L’inglese è la lingua utilizzata per la redazione del contratto da 183 intervistati, segue la versione bilingue con 84 preferenze e l’italiano con 31.

Conoscono pienamente l'utilità della Convenzione di Vienna del 1980 per la vendita dei beni mobili solo 87 intervistati; 91 solo in parte e ben 133 dichiarano di non conoscere questo importante riferimento internazionale.

Ben 144 aziende utilizzano sempre la legge italiana perché la conosco meglio; 116 valutano a seconda del paese di residenza dell’interlocutore.

La clausola arbitrale non viene inserita sempre in piena consapevolezza: 165 la inseriscono senza troppi approfondimenti preliminari; solo 129 accertano preventivamente il suo costo e che lo Stato della controparte, ove ipoteticamente la sentenza arbitrale dovrebbe essere eseguita, abbia aderito alla Convenzione di New York del 1958.

Più note le conseguenze della mancata scelta espressa del foro competente: 156 si dichiarano consapevoli e 99 consapevoli in parte.

Gli intervistati conoscono e utilizzano i termini commerciali Incoterms® 2010: 203 inseriscono sempre il riferimento ai termini di resa nel contratto, 68 raramente e solo 30 mai.

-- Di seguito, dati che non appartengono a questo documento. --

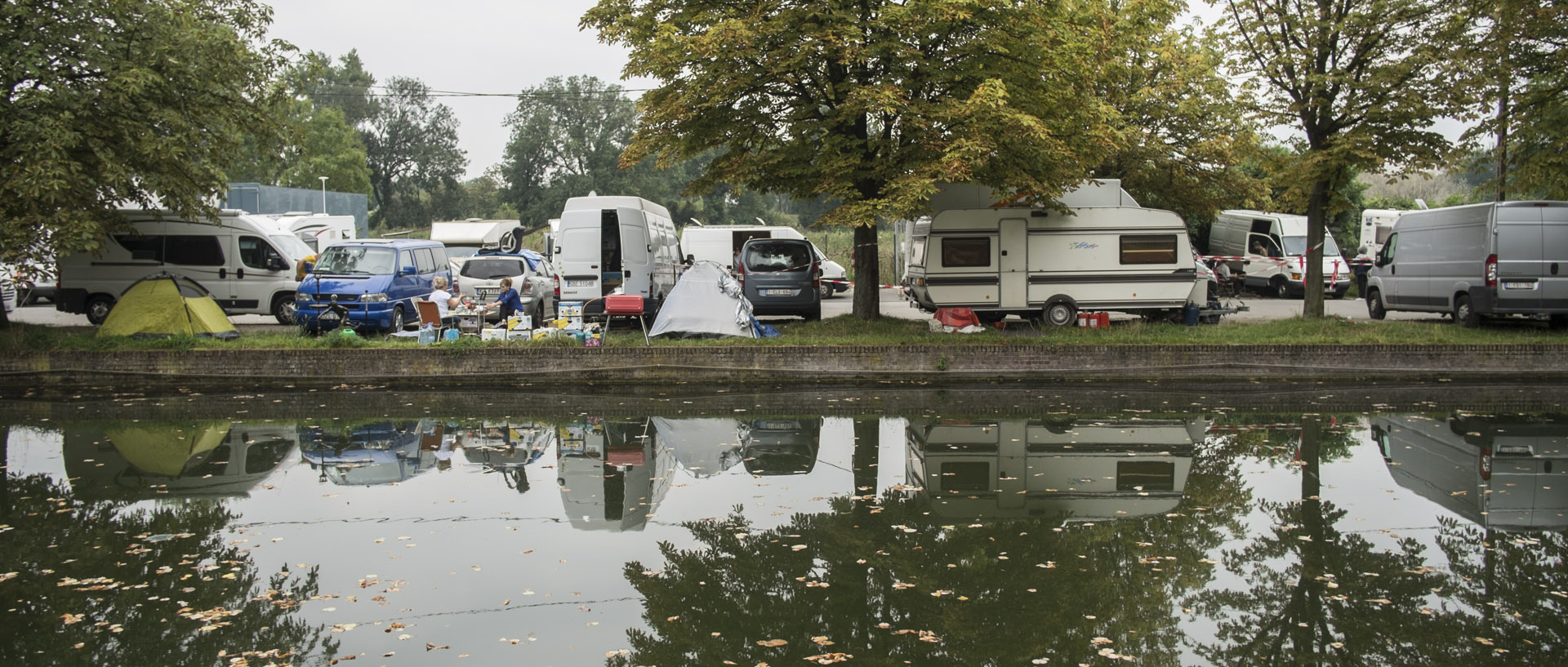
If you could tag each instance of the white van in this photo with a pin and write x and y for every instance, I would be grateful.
(1275, 249)
(1109, 254)
(1476, 262)
(720, 245)
(615, 245)
(243, 260)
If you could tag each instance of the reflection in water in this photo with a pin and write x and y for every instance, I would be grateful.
(1029, 539)
(1494, 472)
(1082, 470)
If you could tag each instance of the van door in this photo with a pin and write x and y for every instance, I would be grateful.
(1520, 266)
(1015, 264)
(1554, 254)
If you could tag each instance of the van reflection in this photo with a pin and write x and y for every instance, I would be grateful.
(151, 459)
(1496, 472)
(373, 453)
(504, 448)
(612, 472)
(782, 447)
(1075, 469)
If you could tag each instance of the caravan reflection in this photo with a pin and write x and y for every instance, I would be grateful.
(373, 453)
(156, 459)
(1076, 469)
(1496, 472)
(612, 472)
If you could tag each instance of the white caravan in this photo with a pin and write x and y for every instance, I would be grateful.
(1474, 262)
(615, 247)
(1275, 251)
(243, 260)
(1040, 264)
(720, 245)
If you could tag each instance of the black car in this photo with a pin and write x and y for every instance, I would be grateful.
(782, 276)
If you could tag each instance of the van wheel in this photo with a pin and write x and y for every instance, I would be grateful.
(1465, 315)
(284, 309)
(98, 309)
(1060, 313)
(1281, 288)
(397, 320)
(1375, 307)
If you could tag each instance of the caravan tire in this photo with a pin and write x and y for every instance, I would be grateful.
(1060, 313)
(284, 309)
(98, 307)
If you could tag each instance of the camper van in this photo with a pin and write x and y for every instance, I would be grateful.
(1041, 264)
(1275, 249)
(1476, 262)
(245, 262)
(615, 245)
(720, 245)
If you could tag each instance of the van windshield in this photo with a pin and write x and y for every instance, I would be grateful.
(1297, 247)
(347, 260)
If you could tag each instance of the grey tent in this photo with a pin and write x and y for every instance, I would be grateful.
(706, 303)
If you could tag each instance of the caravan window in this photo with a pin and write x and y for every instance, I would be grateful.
(1148, 249)
(966, 252)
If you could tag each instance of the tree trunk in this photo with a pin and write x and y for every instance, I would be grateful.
(867, 274)
(1316, 226)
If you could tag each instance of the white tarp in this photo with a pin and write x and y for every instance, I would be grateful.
(707, 301)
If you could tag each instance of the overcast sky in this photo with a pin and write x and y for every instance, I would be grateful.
(470, 46)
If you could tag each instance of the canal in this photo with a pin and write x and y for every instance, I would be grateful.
(1000, 527)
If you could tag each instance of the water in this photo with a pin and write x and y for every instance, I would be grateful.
(1012, 527)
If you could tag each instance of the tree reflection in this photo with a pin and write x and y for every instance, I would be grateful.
(112, 583)
(883, 581)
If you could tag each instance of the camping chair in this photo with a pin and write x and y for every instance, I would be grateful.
(625, 305)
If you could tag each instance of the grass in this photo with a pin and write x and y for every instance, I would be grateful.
(880, 332)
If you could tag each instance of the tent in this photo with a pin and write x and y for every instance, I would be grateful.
(705, 303)
(163, 305)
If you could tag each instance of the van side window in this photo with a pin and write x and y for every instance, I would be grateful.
(194, 251)
(424, 260)
(966, 251)
(1148, 249)
(256, 252)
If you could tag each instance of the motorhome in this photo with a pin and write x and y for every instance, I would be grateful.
(1274, 252)
(615, 247)
(722, 243)
(1476, 262)
(1070, 469)
(245, 262)
(1104, 252)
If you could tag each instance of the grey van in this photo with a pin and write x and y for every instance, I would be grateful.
(1476, 262)
(782, 276)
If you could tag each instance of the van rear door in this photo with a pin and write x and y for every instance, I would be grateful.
(1520, 266)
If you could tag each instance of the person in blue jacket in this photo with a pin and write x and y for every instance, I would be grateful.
(509, 301)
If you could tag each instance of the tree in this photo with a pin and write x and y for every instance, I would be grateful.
(1361, 78)
(869, 102)
(412, 146)
(126, 102)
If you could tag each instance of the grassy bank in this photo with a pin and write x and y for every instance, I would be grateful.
(882, 332)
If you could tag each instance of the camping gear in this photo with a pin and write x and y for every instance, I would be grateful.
(706, 303)
(165, 305)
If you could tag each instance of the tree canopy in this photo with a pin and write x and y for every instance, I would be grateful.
(869, 102)
(126, 104)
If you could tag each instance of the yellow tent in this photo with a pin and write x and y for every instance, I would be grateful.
(167, 305)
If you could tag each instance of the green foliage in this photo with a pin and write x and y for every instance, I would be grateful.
(127, 102)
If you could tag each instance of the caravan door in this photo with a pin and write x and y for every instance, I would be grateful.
(1013, 249)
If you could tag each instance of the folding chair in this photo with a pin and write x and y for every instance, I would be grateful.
(625, 305)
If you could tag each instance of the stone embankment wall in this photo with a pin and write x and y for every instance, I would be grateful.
(434, 367)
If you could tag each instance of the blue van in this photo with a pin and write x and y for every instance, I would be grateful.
(371, 284)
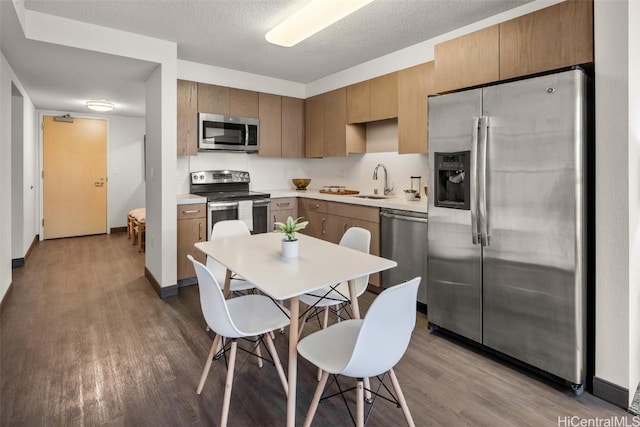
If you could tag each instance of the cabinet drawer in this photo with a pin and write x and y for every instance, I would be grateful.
(198, 210)
(364, 213)
(313, 205)
(283, 204)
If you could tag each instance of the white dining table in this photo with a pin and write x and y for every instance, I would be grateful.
(319, 264)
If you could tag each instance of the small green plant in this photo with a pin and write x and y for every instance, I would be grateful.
(290, 227)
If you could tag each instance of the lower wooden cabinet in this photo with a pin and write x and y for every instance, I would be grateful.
(329, 220)
(192, 228)
(281, 209)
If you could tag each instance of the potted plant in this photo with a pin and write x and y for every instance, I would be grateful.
(289, 228)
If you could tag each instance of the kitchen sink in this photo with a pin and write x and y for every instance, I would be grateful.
(374, 196)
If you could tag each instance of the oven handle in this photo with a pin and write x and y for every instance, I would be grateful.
(222, 206)
(261, 202)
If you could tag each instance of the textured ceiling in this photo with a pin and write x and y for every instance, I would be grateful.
(224, 33)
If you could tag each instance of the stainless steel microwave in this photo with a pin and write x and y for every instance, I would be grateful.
(231, 133)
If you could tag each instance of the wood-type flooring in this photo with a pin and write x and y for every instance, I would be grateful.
(86, 341)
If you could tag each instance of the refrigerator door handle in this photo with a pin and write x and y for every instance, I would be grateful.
(474, 181)
(482, 180)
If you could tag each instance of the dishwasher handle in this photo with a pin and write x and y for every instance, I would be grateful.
(403, 217)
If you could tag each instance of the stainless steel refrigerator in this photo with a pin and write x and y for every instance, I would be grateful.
(506, 242)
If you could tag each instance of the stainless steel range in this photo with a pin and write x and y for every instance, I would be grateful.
(228, 197)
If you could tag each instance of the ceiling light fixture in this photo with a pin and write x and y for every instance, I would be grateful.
(101, 105)
(314, 17)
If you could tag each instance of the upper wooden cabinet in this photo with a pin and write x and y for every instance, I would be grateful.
(213, 99)
(243, 103)
(414, 85)
(384, 97)
(469, 60)
(270, 115)
(292, 127)
(187, 126)
(327, 133)
(228, 101)
(281, 126)
(554, 37)
(371, 100)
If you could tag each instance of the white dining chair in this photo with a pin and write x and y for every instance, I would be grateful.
(224, 230)
(363, 348)
(355, 238)
(241, 317)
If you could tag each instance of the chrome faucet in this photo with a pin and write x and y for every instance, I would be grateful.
(387, 189)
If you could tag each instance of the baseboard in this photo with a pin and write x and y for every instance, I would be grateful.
(162, 291)
(5, 298)
(20, 262)
(187, 282)
(610, 392)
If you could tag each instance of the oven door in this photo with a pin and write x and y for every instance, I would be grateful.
(221, 211)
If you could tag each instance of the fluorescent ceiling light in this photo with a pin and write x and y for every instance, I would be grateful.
(315, 16)
(101, 105)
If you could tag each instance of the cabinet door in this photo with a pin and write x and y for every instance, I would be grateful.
(383, 103)
(190, 231)
(414, 85)
(314, 126)
(293, 117)
(335, 120)
(358, 102)
(469, 60)
(555, 37)
(317, 226)
(187, 118)
(270, 125)
(243, 103)
(213, 99)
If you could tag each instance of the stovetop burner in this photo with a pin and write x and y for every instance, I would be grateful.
(224, 185)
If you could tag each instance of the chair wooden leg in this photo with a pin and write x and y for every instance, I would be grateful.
(316, 399)
(325, 322)
(259, 353)
(276, 361)
(207, 366)
(229, 384)
(401, 400)
(302, 323)
(360, 403)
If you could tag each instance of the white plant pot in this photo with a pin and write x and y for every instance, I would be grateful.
(290, 248)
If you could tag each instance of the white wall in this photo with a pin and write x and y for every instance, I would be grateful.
(616, 197)
(634, 197)
(126, 168)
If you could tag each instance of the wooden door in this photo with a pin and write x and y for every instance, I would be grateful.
(74, 177)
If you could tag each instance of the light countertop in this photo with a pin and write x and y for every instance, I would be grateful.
(189, 199)
(397, 202)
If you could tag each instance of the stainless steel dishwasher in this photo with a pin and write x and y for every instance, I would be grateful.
(403, 238)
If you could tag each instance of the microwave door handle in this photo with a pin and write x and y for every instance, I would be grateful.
(474, 181)
(482, 180)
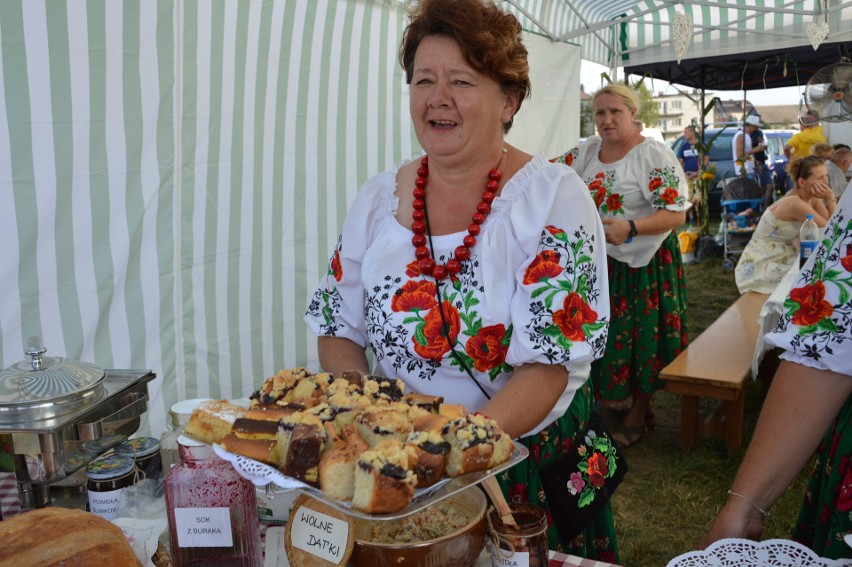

In caso di pagamento con credito documentario, non tutti si ricordano di verificare la congruenza tra questa forma di pagamento e la clausola Incoterms® 2010 ICC scelta: solo 166 lo fanno sempre, 77 raramente e 58 mai.

I modelli di contratto di compravendita vengono utilizzati in questo modo:

  1. Modifico alcune clausole di un contratto tipo per tenere in considerazione il tipo di prodotto, il trasporto utilizzato, il rischio paese, il grado di fiducia con la controparte 110
  2. L’Ufficio legale personalizza il contratto ad ogni operazione 75
  3. Utilizzo sempre lo stesso contratto definito insieme al mio legale 70
  4. Il modello di contratto della Camera di Commercio Internazionale senza alcuna modifica 32

La cura nella definizione delle Condizioni generali di vendita raggiunge il punteggio più alto: ben 221 prestano particolare attenzione alla loro definizione, 67 raramente e solo 13 mai.